Hanne Verbruggen of K3, Marthe of K3 an unidentified woman and Klaasje of K3 pictured wearing a mouth mask during a visit to the set of Studio 100's new K3 movie 'Dans van de Farao' at the Royal Museum for Arts and History, in Brussels, Tuesday 11 August 2020. (BELGA PHOTO VIRGINIE LEFOUR
10:02 27/01/2021

Despite restrictions put in place due to the coronavirus pandemic, Brussels remained an attractive location for filmmakers during 2020 with the screen.brussels film commission reporting that 290 projects went ahead in the capital last year, clocking up 1,065 days of filming in total between them. This amount of filming hours is in the higher region compared to the average over the last 10 years.

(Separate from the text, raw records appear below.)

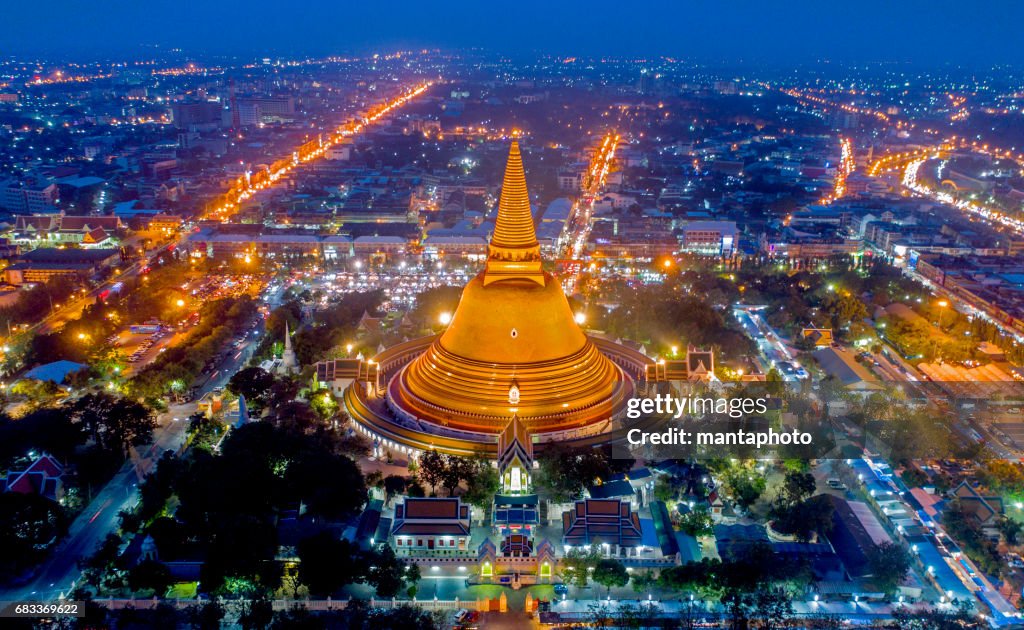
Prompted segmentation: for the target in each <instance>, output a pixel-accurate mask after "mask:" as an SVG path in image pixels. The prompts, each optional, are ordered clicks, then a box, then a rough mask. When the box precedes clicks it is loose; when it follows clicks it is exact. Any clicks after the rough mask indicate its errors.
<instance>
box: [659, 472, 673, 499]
mask: <svg viewBox="0 0 1024 630" xmlns="http://www.w3.org/2000/svg"><path fill="white" fill-rule="evenodd" d="M675 498H676V489H675V488H673V486H672V482H671V481H670V480H669V477H668V476H666V475H662V476H659V477H657V481H655V482H654V499H655V500H657V501H660V502H663V503H668V502H669V501H672V500H673V499H675Z"/></svg>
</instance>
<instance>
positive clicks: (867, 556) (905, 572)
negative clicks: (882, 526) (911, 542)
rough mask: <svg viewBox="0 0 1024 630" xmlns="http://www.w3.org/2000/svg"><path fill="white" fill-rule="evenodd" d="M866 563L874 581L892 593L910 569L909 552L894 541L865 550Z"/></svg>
mask: <svg viewBox="0 0 1024 630" xmlns="http://www.w3.org/2000/svg"><path fill="white" fill-rule="evenodd" d="M867 564H868V566H869V568H870V570H871V575H872V576H873V577H874V583H876V584H878V585H879V587H881V588H882V589H883V591H885V592H886V593H888V594H892V593H895V592H896V587H898V586H899V584H900V582H902V581H903V578H905V577H906V574H907V572H909V571H910V554H909V553H907V551H906V549H904V548H903V547H902V546H901V545H898V544H896V543H892V542H887V543H882V544H881V545H878V546H874V547H870V548H869V549H868V550H867Z"/></svg>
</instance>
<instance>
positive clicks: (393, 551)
mask: <svg viewBox="0 0 1024 630" xmlns="http://www.w3.org/2000/svg"><path fill="white" fill-rule="evenodd" d="M371 564H372V565H371V568H370V572H369V576H368V579H367V581H368V582H369V583H370V584H372V585H373V586H374V587H375V588H376V589H377V594H378V595H380V596H381V597H394V596H395V595H396V594H397V593H398V591H399V590H401V587H402V585H403V584H404V583H406V581H407V579H408V576H409V575H410V574H409V573H408V568H407V566H406V562H404V561H402V560H401V559H400V558H399V557H397V556H396V555H395V554H394V551H392V550H391V547H389V546H387V545H384V547H383V548H382V549H381V550H380V551H379V552H378V553H377V554H376V556H375V557H374V558H373V560H371Z"/></svg>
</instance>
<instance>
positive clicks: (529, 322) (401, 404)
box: [387, 140, 630, 434]
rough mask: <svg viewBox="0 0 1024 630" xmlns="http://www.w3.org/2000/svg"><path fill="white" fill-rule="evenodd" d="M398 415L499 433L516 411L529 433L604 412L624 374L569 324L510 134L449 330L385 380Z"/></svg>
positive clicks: (627, 392) (584, 337)
mask: <svg viewBox="0 0 1024 630" xmlns="http://www.w3.org/2000/svg"><path fill="white" fill-rule="evenodd" d="M387 389H388V392H387V395H388V398H389V402H390V405H391V406H392V407H393V408H397V409H398V410H400V412H401V413H402V415H403V416H406V417H415V418H417V419H419V420H426V421H428V422H431V423H435V424H440V425H444V426H447V427H453V428H458V429H463V430H469V431H479V432H485V433H492V434H498V433H500V432H501V431H502V429H504V428H505V426H506V425H507V424H508V419H509V417H510V416H511V415H515V416H517V417H518V419H519V420H520V421H521V422H522V424H523V425H524V427H525V428H526V429H527V430H529V431H530V432H534V433H540V432H544V433H552V432H556V431H559V430H561V429H570V428H579V427H583V426H587V425H591V424H594V423H598V422H602V421H605V420H608V419H609V418H610V417H611V416H612V415H613V414H614V412H615V410H616V409H617V408H618V407H620V405H621V404H622V401H623V398H624V396H625V395H627V393H628V391H629V389H630V382H629V379H626V378H624V375H623V373H622V372H621V370H620V368H618V367H616V366H615V365H614V364H613V363H611V361H609V360H608V359H607V358H606V356H605V355H604V354H603V353H601V351H600V350H599V349H598V347H597V346H596V345H595V343H594V342H593V341H592V340H591V339H590V338H588V337H587V335H585V334H584V332H583V331H582V330H581V329H580V327H579V326H578V325H577V323H575V320H574V318H573V313H572V311H571V309H570V308H569V304H568V301H567V300H566V299H565V294H564V293H563V292H562V289H561V284H560V283H559V282H557V280H555V279H554V278H552V276H551V275H550V274H548V272H546V271H545V270H544V269H543V268H542V260H541V247H540V244H539V243H538V241H537V234H536V232H535V227H534V218H532V215H531V213H530V208H529V195H528V193H527V190H526V177H525V173H524V171H523V166H522V158H521V156H520V154H519V145H518V143H517V142H516V141H514V140H513V142H512V146H511V150H510V152H509V159H508V165H507V166H506V169H505V179H504V183H503V185H502V195H501V200H500V202H499V205H498V218H497V220H496V223H495V232H494V236H493V237H492V240H490V245H489V247H488V255H487V261H486V267H485V268H484V269H483V271H481V272H480V274H479V275H477V276H476V278H474V279H473V280H472V281H470V282H469V284H468V285H467V286H466V288H465V289H464V290H463V294H462V298H461V300H460V302H459V307H458V309H457V310H456V312H455V316H454V317H453V318H452V322H451V324H450V325H449V328H447V330H445V331H444V333H443V334H441V335H440V336H439V337H437V338H436V339H434V340H433V342H432V343H430V345H429V347H427V348H426V350H425V351H424V352H423V353H422V354H420V355H419V356H418V358H416V359H415V360H413V361H412V362H411V363H410V364H409V365H407V366H406V367H404V368H403V369H402V370H401V371H400V373H398V374H397V375H396V376H395V378H393V379H391V381H390V383H389V384H388V387H387Z"/></svg>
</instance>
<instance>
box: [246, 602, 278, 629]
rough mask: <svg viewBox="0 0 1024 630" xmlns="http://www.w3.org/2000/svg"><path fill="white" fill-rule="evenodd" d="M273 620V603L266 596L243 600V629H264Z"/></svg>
mask: <svg viewBox="0 0 1024 630" xmlns="http://www.w3.org/2000/svg"><path fill="white" fill-rule="evenodd" d="M272 621H273V604H272V603H270V600H269V599H267V598H266V597H254V598H252V599H249V600H246V601H243V603H242V611H241V613H240V614H239V625H240V626H242V630H263V629H264V628H266V627H267V626H269V625H270V622H272Z"/></svg>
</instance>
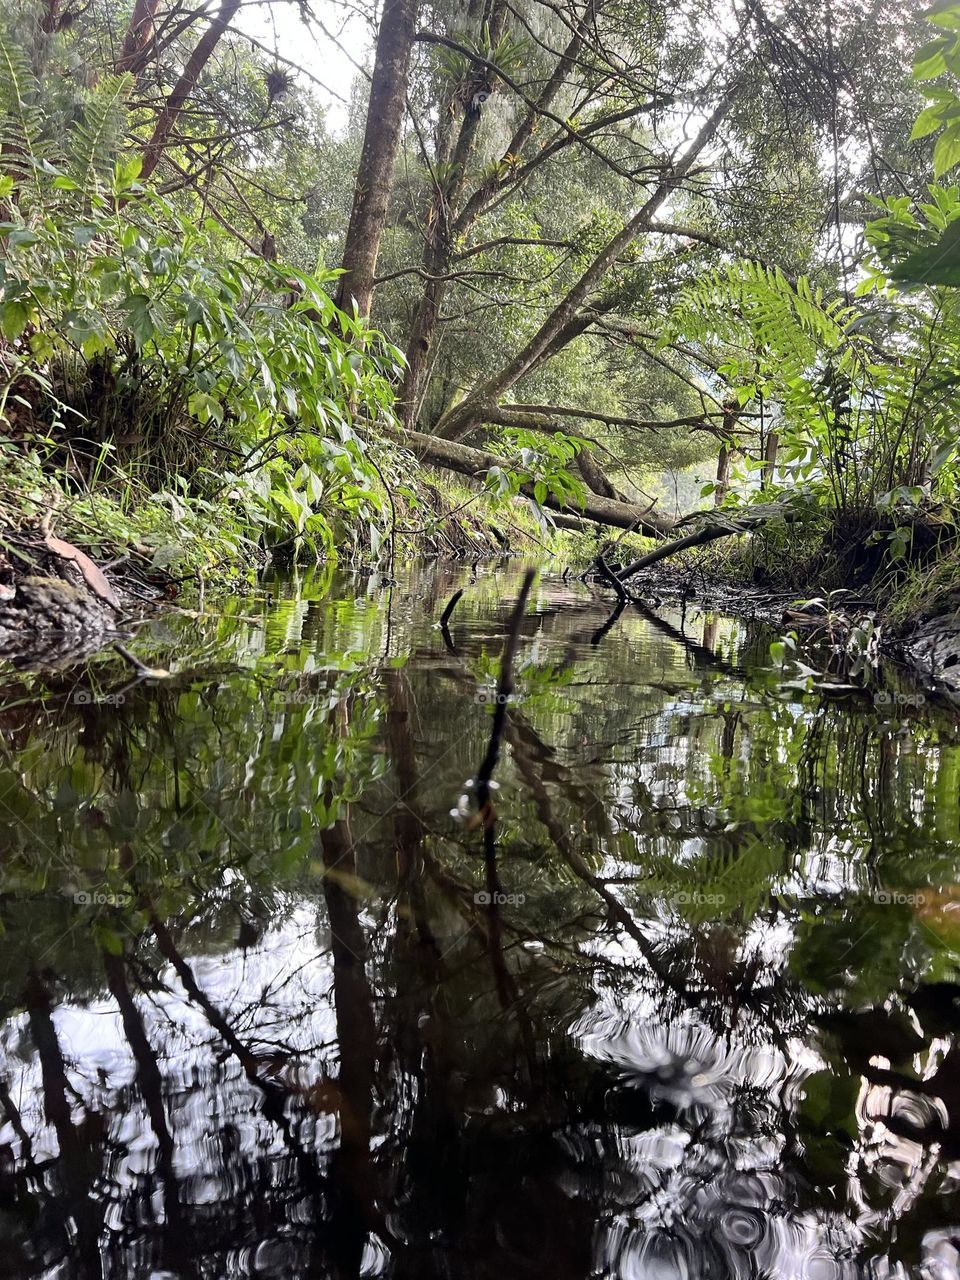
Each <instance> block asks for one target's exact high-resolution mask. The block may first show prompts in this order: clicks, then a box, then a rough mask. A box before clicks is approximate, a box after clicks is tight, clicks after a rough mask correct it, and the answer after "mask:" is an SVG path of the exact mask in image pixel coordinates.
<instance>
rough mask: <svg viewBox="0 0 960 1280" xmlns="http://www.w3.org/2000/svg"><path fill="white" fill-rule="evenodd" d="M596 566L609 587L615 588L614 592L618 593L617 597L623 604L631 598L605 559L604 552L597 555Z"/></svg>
mask: <svg viewBox="0 0 960 1280" xmlns="http://www.w3.org/2000/svg"><path fill="white" fill-rule="evenodd" d="M594 564H595V566H596V570H598V572H599V575H600V577H602V579H603V580H604V582H607V584H608V585H609V586H612V588H613V590H614V591H616V593H617V595H618V596H620V599H621V600H623V602H626V600H628V599H630V596H628V595H627V593H626V589H625V588H623V584H622V582H621V580H620V579H618V577H617V575H616V573H614V572H612V570H611V567H609V564H608V563H607V561H605V559H604V558H603V552H598V553H596V559H595V561H594Z"/></svg>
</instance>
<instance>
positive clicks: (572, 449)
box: [486, 428, 586, 525]
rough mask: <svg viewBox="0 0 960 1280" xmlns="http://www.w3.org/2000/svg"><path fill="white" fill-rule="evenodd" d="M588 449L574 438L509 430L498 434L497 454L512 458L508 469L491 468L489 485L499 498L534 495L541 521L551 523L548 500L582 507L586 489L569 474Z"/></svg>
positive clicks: (583, 443) (489, 487)
mask: <svg viewBox="0 0 960 1280" xmlns="http://www.w3.org/2000/svg"><path fill="white" fill-rule="evenodd" d="M585 447H586V442H585V440H581V439H580V438H579V436H575V435H563V434H562V433H559V431H558V433H556V434H550V435H544V434H543V433H540V431H527V430H524V429H522V428H508V429H507V430H504V431H500V433H499V436H498V445H497V448H498V452H502V453H503V454H504V456H507V457H509V466H503V467H499V466H497V467H490V470H489V471H488V472H486V485H488V488H489V489H490V492H492V493H494V494H495V495H497V497H498V498H515V497H517V494H520V492H521V489H526V490H529V492H531V495H532V499H534V503H535V504H536V508H538V518H539V520H540V521H541V525H543V524H550V516H549V513H548V512H545V511H544V509H543V504H544V502H545V500H547V498H548V497H549V498H556V499H557V502H562V503H567V504H571V506H580V507H582V504H584V500H585V498H586V486H585V485H584V483H582V480H580V479H577V476H575V475H573V474H572V472H571V471H570V463H571V462H572V461H573V460H575V458H576V456H577V453H579V452H580V451H581V449H582V448H585Z"/></svg>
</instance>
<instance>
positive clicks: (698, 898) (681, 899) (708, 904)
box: [667, 890, 727, 908]
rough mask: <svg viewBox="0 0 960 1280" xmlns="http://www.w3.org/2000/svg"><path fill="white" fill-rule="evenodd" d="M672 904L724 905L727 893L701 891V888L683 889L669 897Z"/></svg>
mask: <svg viewBox="0 0 960 1280" xmlns="http://www.w3.org/2000/svg"><path fill="white" fill-rule="evenodd" d="M667 901H668V902H669V905H671V906H673V908H677V906H723V904H724V902H726V901H727V896H726V893H701V892H700V891H699V890H690V891H686V890H685V891H682V892H680V893H675V895H673V897H671V899H667Z"/></svg>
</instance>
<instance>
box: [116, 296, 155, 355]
mask: <svg viewBox="0 0 960 1280" xmlns="http://www.w3.org/2000/svg"><path fill="white" fill-rule="evenodd" d="M123 310H124V311H125V314H127V323H128V324H129V330H131V333H132V334H133V339H134V342H136V343H137V346H138V347H143V346H145V344H146V343H147V342H150V339H151V338H152V337H154V334H155V333H156V324H155V323H154V315H152V311H151V310H150V298H148V297H147V296H146V294H145V293H132V294H129V297H128V298H127V300H125V301H124V307H123Z"/></svg>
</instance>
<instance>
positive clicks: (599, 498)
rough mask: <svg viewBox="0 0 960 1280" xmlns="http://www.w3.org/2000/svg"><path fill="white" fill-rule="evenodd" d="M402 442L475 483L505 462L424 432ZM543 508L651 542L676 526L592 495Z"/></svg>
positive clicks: (460, 444) (433, 465)
mask: <svg viewBox="0 0 960 1280" xmlns="http://www.w3.org/2000/svg"><path fill="white" fill-rule="evenodd" d="M398 439H399V440H401V443H402V444H404V445H406V447H407V448H410V449H412V451H413V452H415V453H416V454H417V456H419V457H420V458H421V460H422V461H424V462H429V463H430V465H431V466H435V467H444V468H445V470H448V471H456V472H458V474H460V475H465V476H474V477H475V479H483V476H484V475H485V474H486V472H488V471H489V470H490V467H502V466H503V462H504V460H503V458H500V457H498V456H497V454H495V453H485V452H484V451H483V449H474V448H471V447H470V445H468V444H458V443H456V442H454V440H443V439H440V438H439V436H436V435H425V434H424V433H422V431H408V430H407V431H403V434H402V435H398ZM532 490H534V486H532V485H524V488H522V489H521V493H524V494H525V495H526V497H532ZM541 506H543V507H548V508H549V509H550V511H559V512H564V513H566V515H567V516H575V517H577V518H579V520H581V518H582V520H590V521H593V522H594V524H598V525H609V526H611V527H613V529H632V530H636V532H639V534H645V535H646V536H648V538H663V536H664V534H668V532H669V531H671V530H672V529H673V525H675V521H673V520H671V517H669V516H662V515H660V513H659V512H657V511H653V508H646V507H635V506H634V504H632V503H628V502H618V500H617V499H614V498H604V497H602V495H600V494H596V493H588V494H586V497H585V499H584V504H582V507H580V506H577V504H571V503H563V502H558V500H557V499H556V498H554V497H553V495H547V497H545V498H544V499H543V503H541Z"/></svg>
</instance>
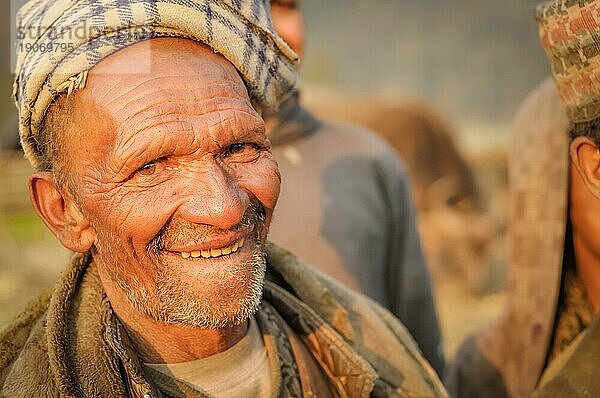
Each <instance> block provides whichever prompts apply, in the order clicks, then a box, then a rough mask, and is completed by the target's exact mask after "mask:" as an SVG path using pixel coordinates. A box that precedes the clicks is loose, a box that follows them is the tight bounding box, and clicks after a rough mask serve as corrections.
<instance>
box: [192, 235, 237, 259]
mask: <svg viewBox="0 0 600 398" xmlns="http://www.w3.org/2000/svg"><path fill="white" fill-rule="evenodd" d="M242 246H244V238H241V239H240V240H238V241H237V242H234V243H233V244H232V245H231V246H226V247H222V248H220V249H208V250H198V251H193V252H181V257H183V258H190V257H191V258H198V257H202V258H211V257H220V256H225V255H227V254H231V253H235V252H236V251H238V249H239V248H241V247H242Z"/></svg>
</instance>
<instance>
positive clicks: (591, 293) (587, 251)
mask: <svg viewBox="0 0 600 398" xmlns="http://www.w3.org/2000/svg"><path fill="white" fill-rule="evenodd" d="M573 247H574V249H575V263H576V269H577V275H578V277H579V279H580V280H581V282H582V283H583V286H584V287H585V292H586V295H587V298H588V301H589V302H590V305H591V306H592V311H593V313H594V314H597V313H598V312H600V258H599V257H598V256H597V255H596V254H595V252H594V251H593V250H592V248H590V247H589V245H588V244H586V241H585V239H582V238H581V237H580V236H578V234H577V233H575V232H574V233H573Z"/></svg>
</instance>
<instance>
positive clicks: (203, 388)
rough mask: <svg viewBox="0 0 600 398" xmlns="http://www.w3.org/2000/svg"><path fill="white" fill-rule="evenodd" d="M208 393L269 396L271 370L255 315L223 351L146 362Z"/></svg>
mask: <svg viewBox="0 0 600 398" xmlns="http://www.w3.org/2000/svg"><path fill="white" fill-rule="evenodd" d="M145 365H146V366H149V367H151V368H152V369H155V370H157V371H159V372H161V373H163V374H164V375H166V376H169V377H172V378H175V379H177V380H179V381H182V382H185V383H186V384H188V385H189V386H190V387H192V388H194V389H196V390H198V391H200V392H202V393H204V394H208V395H210V396H211V397H215V398H221V397H268V396H270V395H271V389H272V386H271V372H270V369H269V361H268V357H267V350H266V347H265V343H264V341H263V339H262V335H261V333H260V330H259V329H258V326H257V324H256V321H255V320H254V317H252V319H251V320H250V325H249V327H248V332H247V333H246V336H244V337H243V338H242V339H241V340H240V341H239V342H238V343H237V344H235V345H234V346H233V347H231V348H229V349H228V350H226V351H223V352H220V353H218V354H215V355H212V356H210V357H207V358H203V359H199V360H196V361H191V362H181V363H174V364H150V363H148V364H145Z"/></svg>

"The crisis meant that it was rare to see cameras on the streets of Brussels between March and June, but the 290 projects that followed during the rest of the year meant we recorded strong activity," screen.brussels said in a statement which accompanied the release of its annual report.

One positive consequence of the restrictions linked to the pandemic was that the productions were mainly Belgian with an increased number of fiction projects putting the Brussels region in the frame.

Created in 2016, screen.brussels brings together services to support the audiovisual sector, such as helping with access to funding, providing permits and offering logistical support. It also helps media companies to grow through its structural financing packages which are back by the local authorities.

Despite the positive news, screen.brussels revealed that the audiovisual sector in Brussels, like many others, had been hit hard by the pandemic.

At the end of July, the Brussels government had to provide the screen.brussels fund with an additional €1 million to relaunch productions as soon as possible, to put professionals back to work and to help fill the order book of companies in the sector.

Some €500,000 was invested in 20 projects already selected in 2019 and 2020 but were still in production when the pandemic hit and therefore were heavily affected by the crisis when work had to stop. The remaining €500,000 was used to commission more films, documentaries, animations, series and web series during the September acquisition period.